According to sophomore midfielder and forward Madison Horner, the victory against rival Hardin-Simmons, who knocked the Tigers out of last year’s NCAA tournament, and who the team beat at the start of the regular season, is extra sweet for the team.
“That was definitely a comeback from last year because that’s who beat us out of the NCAA [tournament], so [it was] definitely a strong start to the season I would say, and then also beating them again here in this last round of 32. This past weekend was a really great feeling because they’ve always been one of our biggest rivals in Texas,” Horner said.
The season for the Women’s Soccer has been a mixed bag. Although the team has a record of 17–3–1, this season marks the first time the team lost the Southern Collegiate Athletic Conference (SCAC) title after earning 11 consecutive championships. However, according to head coach Dylan Harrison, the team quickly stepped up to the occasion when faced with a challenge.
“Any time we have a result we don’t like, it’s considered a setback, but we quickly turn it into a learning experience. One of the big challenges has been players missing games because of sickness and injuries. Once again players have stepped up when needed,” Harrison said.
Winning the tournament would have guaranteed the team a spot in the NCAA tournament, but after losing to Southwestern University in an overtime shootout, the team had to wait to see if they would get an at-large bid, which they did. They were able to advance to the NCAA Tournament, and their loss at the conference championship has turned into a major motivating factor for the team, according to Horner.
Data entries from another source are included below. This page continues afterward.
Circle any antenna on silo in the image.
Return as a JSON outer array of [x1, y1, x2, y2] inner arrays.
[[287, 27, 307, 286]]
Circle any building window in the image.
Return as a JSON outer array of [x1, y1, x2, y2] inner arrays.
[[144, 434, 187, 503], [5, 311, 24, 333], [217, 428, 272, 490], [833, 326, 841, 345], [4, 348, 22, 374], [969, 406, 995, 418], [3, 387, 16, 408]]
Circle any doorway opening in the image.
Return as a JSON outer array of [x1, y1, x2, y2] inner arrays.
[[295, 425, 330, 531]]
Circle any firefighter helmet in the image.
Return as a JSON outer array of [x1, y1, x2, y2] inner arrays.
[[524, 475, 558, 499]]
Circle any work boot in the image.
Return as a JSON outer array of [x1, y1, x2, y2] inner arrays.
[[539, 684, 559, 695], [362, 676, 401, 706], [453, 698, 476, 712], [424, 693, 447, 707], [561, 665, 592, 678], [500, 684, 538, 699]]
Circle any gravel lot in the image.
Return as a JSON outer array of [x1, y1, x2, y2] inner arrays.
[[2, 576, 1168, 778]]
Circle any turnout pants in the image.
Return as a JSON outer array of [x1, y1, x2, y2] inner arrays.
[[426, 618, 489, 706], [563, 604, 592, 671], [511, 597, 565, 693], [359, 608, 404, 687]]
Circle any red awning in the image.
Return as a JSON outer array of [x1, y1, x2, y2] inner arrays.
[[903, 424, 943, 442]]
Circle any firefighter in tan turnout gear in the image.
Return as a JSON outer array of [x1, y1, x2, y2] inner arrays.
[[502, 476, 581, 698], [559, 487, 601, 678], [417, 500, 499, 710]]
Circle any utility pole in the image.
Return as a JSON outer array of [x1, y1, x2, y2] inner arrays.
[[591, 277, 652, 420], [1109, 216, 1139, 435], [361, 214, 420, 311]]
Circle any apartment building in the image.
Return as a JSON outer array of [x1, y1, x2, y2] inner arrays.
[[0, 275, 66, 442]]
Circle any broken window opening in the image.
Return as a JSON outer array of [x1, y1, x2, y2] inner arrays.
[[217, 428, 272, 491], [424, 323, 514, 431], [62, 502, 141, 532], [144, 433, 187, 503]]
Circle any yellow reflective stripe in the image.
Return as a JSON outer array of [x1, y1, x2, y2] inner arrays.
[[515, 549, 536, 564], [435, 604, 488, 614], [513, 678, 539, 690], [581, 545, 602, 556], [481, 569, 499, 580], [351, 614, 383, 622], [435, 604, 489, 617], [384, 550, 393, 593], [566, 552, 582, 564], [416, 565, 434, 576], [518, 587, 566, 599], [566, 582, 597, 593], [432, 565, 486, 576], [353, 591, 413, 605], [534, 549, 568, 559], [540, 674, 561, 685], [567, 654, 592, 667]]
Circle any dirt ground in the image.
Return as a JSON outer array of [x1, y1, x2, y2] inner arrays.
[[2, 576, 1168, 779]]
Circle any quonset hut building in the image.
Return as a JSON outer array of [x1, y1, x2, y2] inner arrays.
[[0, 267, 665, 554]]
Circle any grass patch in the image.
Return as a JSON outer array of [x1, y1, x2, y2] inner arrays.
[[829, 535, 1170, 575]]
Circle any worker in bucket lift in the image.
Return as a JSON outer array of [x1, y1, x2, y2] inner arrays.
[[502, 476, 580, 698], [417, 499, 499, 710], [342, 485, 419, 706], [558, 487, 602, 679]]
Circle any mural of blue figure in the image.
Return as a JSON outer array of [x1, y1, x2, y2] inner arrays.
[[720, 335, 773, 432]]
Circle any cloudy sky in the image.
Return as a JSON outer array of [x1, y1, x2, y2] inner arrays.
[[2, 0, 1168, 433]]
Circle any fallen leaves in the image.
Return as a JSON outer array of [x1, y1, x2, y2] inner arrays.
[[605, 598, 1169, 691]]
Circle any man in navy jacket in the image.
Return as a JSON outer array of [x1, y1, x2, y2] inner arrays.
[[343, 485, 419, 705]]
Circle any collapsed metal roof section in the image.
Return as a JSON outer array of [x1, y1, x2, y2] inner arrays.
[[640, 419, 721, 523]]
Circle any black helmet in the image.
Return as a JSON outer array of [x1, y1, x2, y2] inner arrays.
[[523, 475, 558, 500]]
“It was definitely a difficult task to face that we didn’t win conference, which was definitely not something we were, you know, expecting or used to, but I think it definitely pushed us forward to have even more of a want and drive to push forward in this NCAA tournament,” Horner said.
If the team continues their win streak and goes on to earn the championship title, it will make university history as the first-ever title for women’s soccer.
“[A championship] would mean everything. It’s so hard to win it, and if they could do that for their university, families and each other it would be a memory no one could ever take away from them,” Harrison said.
Although there is still a long road ahead to the championship game, Trinity has just as good a chance of any team still currently in the running, and first-year forward Sarah Evans believes winning is within reach for the team.
“It would just mean so much. Something that we kind of talk about is … ‘Somebody has to win, so why not us? What better team than us?’ We know we’ve worked hard and it would just be very validating,” Evans said.
The Tigers continue tournament play on Saturday, Nov. 23, at 10 a.m. on the road against top-ranked Messiah College in Mechanicsburg, PA. Regardless of the outcome, Harrison argues the school can celebrate what the Tigers have already achieved this season.
“The season started with over 400 teams competing and we are left with 16. This team has earned the respect of our students and we want to share these accomplishments with all of Trinity,” Harrison said.